アイデアは映像で見せて伝える時代
菅野:MIKIKOさんが率いるダンスカンパニー「ELEVENPLAY」のお話も聞かせてもらえますか。
M: ELEVENPLAYは女性ならではの身体表現を追求していて、今自分自身が表現したいものを発表したり、実験する場なんです。
菅野:真鍋さんのチームも参加していますが、演出はお互いにアイデアを出すんですか。
M:テクノロジーでできることを真鍋さんにまず教えてもらい、それを私が音楽にはめていく感じです。
真鍋:最新の「モザイク」の時は、ドローンをコントロールするシステムができたので、ビデオで撮って「ひとつよろしく」という感じでMIKIKOさんに送りました。
菅野:まず面白い表現ができそうだというネタを送って、そこからMIKIKOさんがイメージを広げていくんですね。
M:このときはドローンの振付をまず考えて、それに合わせて3人のダンサーがドローンを演出するようなダンスにしています。
真鍋:演出が入らないと、僕らがやっているのはデモでしかない。それを人が感動できるものに変換するのが、MIKIKOさんの力です。テクノロジーのいいところを振付や演出の力で伝えていくのが上手いなと思います。
菅野:ドローンの振付ってどう考えるんですか?
M:ダンサーと接触しないように距離を取るのがまず一番で、その上で最大限できることを考えます。このときは、ドローンとダンサーの関係を視覚的に面白く見せようと考えていきました。
菅野:最新のテクノロジーを使っているけれど、作品には人間味がある。Perfumeも、テクノロジーが入れば入るほど、3人のアナログとしての素晴らしさが際立つところがいい。ちなみに、ドローンの購入など、費用面はどうしているんですか?
M:手弁当です。アイデアを伝えるのに、紙と言葉だけだと想像力が追いつかないことがあるので。そういう時、実験映像に何度も助けられています。
菅野:アイデアがどんな画になるかは、やってみないと分かりませんからね。広告はオリエンから制作まで期間が短いので、検証する時間が取れないことがほとんど。普段からやってみて、発展させてアイデアを育てておく。そういう研究開発がとても重要になってきますよね。

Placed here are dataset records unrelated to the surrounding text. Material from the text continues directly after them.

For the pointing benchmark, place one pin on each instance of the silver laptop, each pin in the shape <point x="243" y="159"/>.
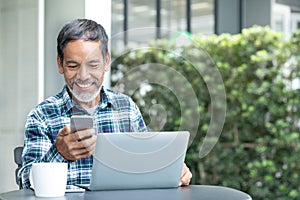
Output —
<point x="138" y="160"/>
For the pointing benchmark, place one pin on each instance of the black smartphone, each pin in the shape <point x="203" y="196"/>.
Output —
<point x="81" y="122"/>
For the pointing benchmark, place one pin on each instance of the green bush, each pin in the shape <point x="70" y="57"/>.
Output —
<point x="258" y="150"/>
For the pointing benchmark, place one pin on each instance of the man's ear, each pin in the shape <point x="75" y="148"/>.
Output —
<point x="107" y="61"/>
<point x="60" y="65"/>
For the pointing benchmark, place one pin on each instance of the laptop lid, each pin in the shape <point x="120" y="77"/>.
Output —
<point x="138" y="160"/>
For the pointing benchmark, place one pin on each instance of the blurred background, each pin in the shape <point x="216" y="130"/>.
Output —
<point x="252" y="30"/>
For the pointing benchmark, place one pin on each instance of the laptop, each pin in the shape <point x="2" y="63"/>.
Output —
<point x="138" y="160"/>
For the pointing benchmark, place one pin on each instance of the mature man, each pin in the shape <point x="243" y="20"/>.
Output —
<point x="83" y="59"/>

M:一見遠回りをしているようですが、検証できている強みはすごくあります。
真鍋:2014年末のNHK紅白歌合戦でPerfumeの演出にドローンを使えたのも、ELEVENPLAYでの実績があったからです。
M:紅白は生放送だし、転換の時間も1分くらいしかないし、お客様もいるし。ハードルはかなり高かったんですが、この映像を見せたらNHKの方もゴーサインを出してくれて。
菅野:この演出を紙のプレゼンで分かってもらうのは絶対に不可能ですよね。やはり、見せないと分からない時代になっているのだと感じます。ELEVENPLAYは、最近は海外公演の方が多いようですね。
M:はい。テクノロジーとダンスの振付が正確に合っているのが海外では不思議なようで、日本ならではの演出と思われているようです。これからも日本代表となれるような活動を続けていきたいですね。